The breeze was faint, but it flowed steadily up the tunnel at his back. Carefully shielding the candle, he moved to the side of the tunnel and held the flickering flame out of the wind. He was standing halfway up a vaulted chamber thickly festooned with cobwebs that hung from the ceiling in hanks, spinning in the breeze. He shuddered, and peered down.

He wriggled forward on his belly.

128

A shape broke from the shadows down the street. It was not the shape of a dog, but of a man.

Yashim edged to the side of the gate and put up his hand to feel the stones. His fingers found a crevice and his arm tightened.

Had the moon been any brighter, Yashim might have recognized the bow-legged walk of Akunin; had he stopped to watch, he would have seen Shishkin step out from a doorway farther up the street, blocking his escape.

But Yashim did not stop to watch. With a sudden grunt he dragged himself up on his fingertips and scrabbled for a foothold on the wall.

Everything Kadri had told him about climbing vanished from his mind as he dug his toe into a crack and reached up.
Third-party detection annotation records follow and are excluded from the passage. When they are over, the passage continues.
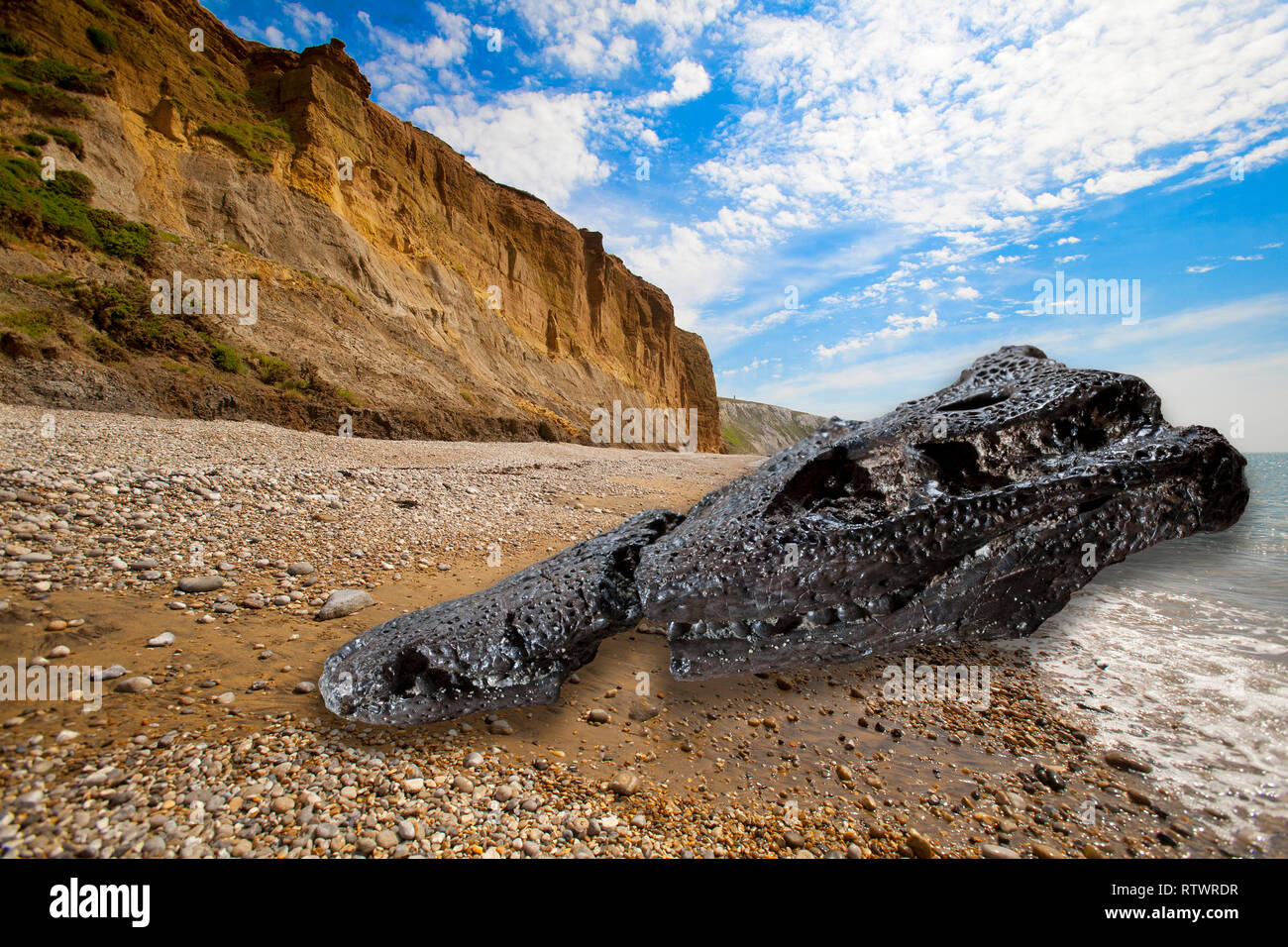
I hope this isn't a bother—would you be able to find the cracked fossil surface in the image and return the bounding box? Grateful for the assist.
[636,347,1248,678]
[319,347,1248,723]
[318,510,680,724]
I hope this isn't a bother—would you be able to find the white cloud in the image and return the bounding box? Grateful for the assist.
[412,91,612,204]
[282,4,335,42]
[814,309,939,362]
[645,59,711,108]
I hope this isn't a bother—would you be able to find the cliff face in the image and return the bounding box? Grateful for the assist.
[0,0,721,451]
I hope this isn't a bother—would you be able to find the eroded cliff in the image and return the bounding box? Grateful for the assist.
[0,0,721,451]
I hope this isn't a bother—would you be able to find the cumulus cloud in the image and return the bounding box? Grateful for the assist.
[644,59,711,108]
[412,90,612,202]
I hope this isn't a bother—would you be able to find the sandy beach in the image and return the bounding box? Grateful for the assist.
[0,406,1280,858]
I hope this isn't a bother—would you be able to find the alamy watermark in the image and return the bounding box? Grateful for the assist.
[1033,269,1140,326]
[0,657,103,714]
[590,401,698,454]
[151,269,259,326]
[881,657,993,710]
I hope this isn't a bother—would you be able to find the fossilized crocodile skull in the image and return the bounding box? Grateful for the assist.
[318,510,680,724]
[636,347,1248,678]
[321,347,1248,723]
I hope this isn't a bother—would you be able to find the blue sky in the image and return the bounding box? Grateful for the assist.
[206,0,1288,451]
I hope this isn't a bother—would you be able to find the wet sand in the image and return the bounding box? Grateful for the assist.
[0,407,1279,857]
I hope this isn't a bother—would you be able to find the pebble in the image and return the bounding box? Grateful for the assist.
[608,770,640,796]
[317,588,376,621]
[1104,750,1154,773]
[176,576,224,594]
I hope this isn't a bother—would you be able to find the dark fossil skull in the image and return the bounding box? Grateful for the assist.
[321,347,1248,723]
[636,347,1248,678]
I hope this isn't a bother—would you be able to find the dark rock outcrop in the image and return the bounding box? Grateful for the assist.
[638,347,1248,678]
[314,347,1248,723]
[318,510,680,724]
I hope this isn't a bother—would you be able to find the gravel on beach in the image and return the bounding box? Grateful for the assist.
[0,406,1265,858]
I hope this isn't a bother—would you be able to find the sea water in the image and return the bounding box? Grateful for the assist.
[1006,454,1288,849]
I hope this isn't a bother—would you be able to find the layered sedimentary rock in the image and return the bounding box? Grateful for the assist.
[323,347,1248,723]
[319,510,680,724]
[0,0,721,453]
[638,347,1248,678]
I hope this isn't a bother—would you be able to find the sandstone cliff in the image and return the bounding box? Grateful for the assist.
[0,0,722,451]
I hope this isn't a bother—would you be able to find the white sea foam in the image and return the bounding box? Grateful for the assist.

The man on the street started to run.

Like Kadri, Yashim moved quickly, barely pausing to check his holds, using vertical fissures as well as horizontal, flinging hand over hand and using his feet to flail upward against the rough surface of the wall.

Akunin reached the base of the wall and lunged: Yashim felt fingers close around his ankle. He was gripping the stones above with one hand, the other searching wildly for a hold as he tried to break the pressure rapidly increasing on his ankle. But he could feel his fingers slipping from the stone and with it his balance beginning to move, driving his body away from the wall.

His free hand found a crevice between the stones and clutched at it: but it was almost too late.

Akunin held tight and dropped his weight behind his arm.

129

Marta and Palewski froze as they listened to a heavy tread descending the cellar steps.

Two thoughts ran through Palewski’s mind. The first, that one of the men had been sent to kill them. Or that the sound of the breaking bottle had brought him down to check.

About the first possibility, he could do nothing-unless Marta could pass him the shard of broken glass.

Palewski felt Marta’s hand close around his wrists, searching for the cord.

The man stopped. Then they heard him tramp upstairs again, and the door closed.

Palewski climbed slowly from the pillar, flexing his fingers.

Marta laid a hand on his arm. “They are coming back.”

He cocked his head, and heard the sound of someone scraping nearby. He tightened his fingers around the glass and put Marta behind him, covering her with an outstretched arm.

In the dark they strained their ears.

Palewski frowned, incredulous.

One of his favorite pieces was Chopin’s tiny mazurka, the prelude in A major. He had practiced it all summer, with fairly good results.

It didn’t sound too bad right now, whistled by Kadri between his teeth, from the far end of the cellar.

130

Yashim felt the savage yank on his foot. Rather than tumble to the ground, he used his outward-falling momentum to spin in the air. Akunin had stepped back, face raised. He received the full weight of Yashim’s knee on the bridge of his nose.